Quentin Jacobsen has spent the majority of his life in love with his next door neighbor, Margo Roth Spiegelman. Although they are next door neighbors, they are more acquaintances than friends.  But that all changes one night when Margo invites Quentin to an adventure of a lifetime.  While Quentin thinks this is a turning point in his nonexistent relationship with Margo, the next day Margo disappears.  This isn’t the first time Margo has runaway, and while her parents have finally had enough and changed the front lock, Quentin is sure that Margo has left clues for him to find her.  As Quentin unravels the clues Margo has left behind, he realizes that the Margo he’s pined for might not be who Margo really is.

I picked up Paper Towns because I loved (who didn’t?) The Fault in Our Stars. Although I did enjoy Paper Towns, I generally shy away from YA books because I am no longer a young adult and as I am not the intended audience, this genre doesn’t always speak to me like other fiction books.

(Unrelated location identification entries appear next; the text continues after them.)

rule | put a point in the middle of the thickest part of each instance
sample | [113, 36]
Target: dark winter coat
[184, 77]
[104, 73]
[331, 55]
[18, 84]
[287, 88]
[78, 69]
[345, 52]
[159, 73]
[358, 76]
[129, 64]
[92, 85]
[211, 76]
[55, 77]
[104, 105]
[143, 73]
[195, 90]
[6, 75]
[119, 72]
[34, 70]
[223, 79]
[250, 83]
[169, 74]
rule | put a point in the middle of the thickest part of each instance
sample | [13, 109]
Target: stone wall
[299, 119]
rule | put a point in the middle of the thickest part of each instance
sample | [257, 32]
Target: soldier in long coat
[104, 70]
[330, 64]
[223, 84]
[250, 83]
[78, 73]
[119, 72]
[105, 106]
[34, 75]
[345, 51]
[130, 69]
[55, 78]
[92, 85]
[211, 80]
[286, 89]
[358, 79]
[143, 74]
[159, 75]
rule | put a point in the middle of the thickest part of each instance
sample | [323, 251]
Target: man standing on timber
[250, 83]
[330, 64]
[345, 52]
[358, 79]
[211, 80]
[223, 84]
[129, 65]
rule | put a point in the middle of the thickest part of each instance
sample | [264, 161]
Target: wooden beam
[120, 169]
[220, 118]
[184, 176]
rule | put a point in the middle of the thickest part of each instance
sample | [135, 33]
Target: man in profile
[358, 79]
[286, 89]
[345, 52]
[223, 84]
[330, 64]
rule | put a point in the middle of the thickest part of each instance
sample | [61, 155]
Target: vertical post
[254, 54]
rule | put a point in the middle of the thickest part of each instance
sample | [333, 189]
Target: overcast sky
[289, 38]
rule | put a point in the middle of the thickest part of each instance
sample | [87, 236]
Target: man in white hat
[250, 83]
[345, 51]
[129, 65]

That being said, Paper Towns did take me back to high school, with all its awkwardness and insecurities.  Quentin is a great character, bolstered by his best friends Ben and Radar.  His last night with Margo was amazing.  It was fun, brilliant, and wildly entertaining.  But after she leaves, Quentin is left to wonder what that night was all about, where Margo is, and how to get her back.

While I did like Quentin, I didn’t really care for Margo.  She encompasses all the dreadful characteristics of teenagers, mainly self-centeredness.  One reason I didn’t completely love Paper Towns is because I didn’t quite understand Margo, and her need to run away.  Her family life, while tumultuous with the strained relationship with her mother, did not seem to tragic or dramatic that made it worth running away (of course this is where me not being a young adult anymore probably is a disadvantage).

Overall, Paper Towns was enjoyable. It’s about getting to know people as they are and not confining them to perceptions and desires.  While this won’t get the tears rolling like The Fault in Our Stars, it is a decent read with great characters.